When done properly, this candle can be rather hard to find on charts. However, when it does appear, you can usually be fairly confident that it will be a reliable and accurate indicator of future trading action, especially if you combine this signal with other factors. I’ll be discussing how to initiate both buy and sell trades using the Marubozu later in this guide.
This pattern analysis is part of a much larger training series that will teach you everything you need to know to successfully trade candlestick charts. Make sure you take a look at the complete guide here: Japanese Candlestick Chart Analysis.
The first candlestick pattern I want to talk about is the green / white Marubozu. This is a bullish indicator that can signal both trend reversals and continuations. To identify it, you need to see a solid body with no wicks or shadows. Technically, the body can be any length, but I really prefer to see longer bodies for added trend strength.
This candle should show up after a price downtrend or in the middle of a rally. When it shows up at the end of a bear trend, it often indicates that the market sentiment is switching to the upside. However, when it shows up in the middle of a price rally, it’s not a reversal indicator but a continuation pattern instead.
The picture I’ve created for you below demonstrates the green Marubozu pattern:
The opposite candlestick is the bearish Marubozu, which will be a red or black candle depending on your chart settings. It will also be identified as a solid body candle with no shadows and can indicate both reversals and continuations.
For a trend reversal, you want to see this pattern at the end of a price rally. During falling prices, the pattern will simply tell you that the trend is likely to continue.
The Red / Black Marubozu candle example below shows you how to identify it:
It can be easy to dismiss the relevance and power of the Marubozu pattern because it only consists of a single candlestick. However, that one candle is actually quite important and can tell you a lot about the market sentiment and emotional state of both buyers and sellers.
This pattern is rather rare because of the lack of candle shadows. When you don’t have any shadows, it tells you that the price action never went outside of the opening and closing price. That’s a pretty clear trading direction without backlash from the other side, so it’s a signal of power.
Bullish candles tell you that demand is outpacing supply, selling activity is weak, and price action rapidly rises as a result. You get the opposite from a bearish candle – bulls have a firm control on the price action. This strong indicator is why a single candlestick can fairly reliably tell you what the future price action will be.
How to Trade the Marubozu Pattern
It can actually be somewhat difficult to find a Marubozu pattern on a candlestick chart when you’re doing it right. Each candle should represent somewhere between 4 hours and a full day worth of trading activity. With that longer timeline, Marubozu’s will be quite rare. On a short timeframe, you’ll see this pattern everywhere but it won’t be accurate to initiate trades.

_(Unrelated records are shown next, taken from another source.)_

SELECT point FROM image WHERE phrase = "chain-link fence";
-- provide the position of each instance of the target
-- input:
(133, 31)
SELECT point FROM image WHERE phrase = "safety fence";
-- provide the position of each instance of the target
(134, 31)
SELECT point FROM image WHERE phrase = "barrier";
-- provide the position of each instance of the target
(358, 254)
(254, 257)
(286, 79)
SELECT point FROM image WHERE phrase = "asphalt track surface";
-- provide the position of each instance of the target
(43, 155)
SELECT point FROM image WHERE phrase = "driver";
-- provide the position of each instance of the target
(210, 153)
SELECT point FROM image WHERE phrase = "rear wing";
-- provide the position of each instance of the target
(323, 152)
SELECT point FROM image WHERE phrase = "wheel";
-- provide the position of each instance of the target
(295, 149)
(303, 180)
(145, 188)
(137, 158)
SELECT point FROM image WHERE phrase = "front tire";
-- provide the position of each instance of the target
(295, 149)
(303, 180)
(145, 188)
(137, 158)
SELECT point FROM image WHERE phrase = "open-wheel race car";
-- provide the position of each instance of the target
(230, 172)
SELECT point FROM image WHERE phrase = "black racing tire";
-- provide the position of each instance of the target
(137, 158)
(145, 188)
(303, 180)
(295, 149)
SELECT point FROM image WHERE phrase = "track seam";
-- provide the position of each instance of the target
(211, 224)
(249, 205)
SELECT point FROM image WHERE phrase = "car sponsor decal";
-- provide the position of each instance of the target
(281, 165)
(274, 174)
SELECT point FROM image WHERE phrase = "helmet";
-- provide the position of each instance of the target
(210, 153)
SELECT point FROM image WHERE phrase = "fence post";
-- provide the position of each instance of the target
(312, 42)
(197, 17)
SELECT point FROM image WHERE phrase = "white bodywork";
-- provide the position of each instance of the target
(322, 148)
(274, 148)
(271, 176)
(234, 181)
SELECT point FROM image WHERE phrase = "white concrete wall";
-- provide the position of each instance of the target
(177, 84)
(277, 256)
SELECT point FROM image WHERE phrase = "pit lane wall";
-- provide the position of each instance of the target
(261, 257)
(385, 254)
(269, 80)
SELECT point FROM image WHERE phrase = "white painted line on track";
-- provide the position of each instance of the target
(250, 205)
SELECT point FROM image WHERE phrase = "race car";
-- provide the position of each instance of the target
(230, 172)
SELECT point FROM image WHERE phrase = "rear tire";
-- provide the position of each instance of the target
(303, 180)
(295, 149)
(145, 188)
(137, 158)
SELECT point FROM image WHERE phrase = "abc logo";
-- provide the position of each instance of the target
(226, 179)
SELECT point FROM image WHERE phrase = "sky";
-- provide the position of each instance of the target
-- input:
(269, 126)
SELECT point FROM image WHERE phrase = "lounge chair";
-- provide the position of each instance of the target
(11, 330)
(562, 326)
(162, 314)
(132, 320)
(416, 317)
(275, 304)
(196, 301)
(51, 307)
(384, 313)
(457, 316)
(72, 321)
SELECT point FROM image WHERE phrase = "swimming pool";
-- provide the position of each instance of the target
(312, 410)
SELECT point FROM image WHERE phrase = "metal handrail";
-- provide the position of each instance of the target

Take a look at the chart below to see 3 examples of this pattern in action. This is a real cryptocurrency chart from a low-cap altcoin. Higher volatility assets can be extremely rare to flash this signal. Hunting through years of Bitcoin and Ethereum charts, I was really only able to find 1 or 2 examples of this pattern, and they really weren’t very strong examples.
This chart is excellent though because it shows you both bearish and bullish patterns and examples of both trend reversals and trend continuations. Notice the price action before each pattern. With reversals, the price action switches direction, but it continues in the same direction with a continuation. By simply looking at the surrounding candles and trends, you can quickly identify what a Marubozu pattern is likely to do to the market.
Trend Reversals & Continuations
Besides looking at price action leading up to this candle pattern, you can also utilize support and resistance levels to help figure out if prices are likely to reverse or continue. Support and resistance lines can also be great confirmation signals to use in combination with this pattern to confirm a likely price direction before you initiate a trade.
If prices are dropping and they approach a level of support when a bullish Marubozu appears, it could be a great place to place an order to buy. During rising price action when you’re nowhere near a resistance level and a bullish pattern appears, you could also initiate a long position. These would also be ideal places to take profits on shorts.
When the value is going up towards a line of resistance with a bearish Marubozu, this is often an ideal opportunity to open a short position or take profits on longs. The same can be said for a continuation when the pattern appears in the middle of a downtrend when it’s not close to reaching a support level.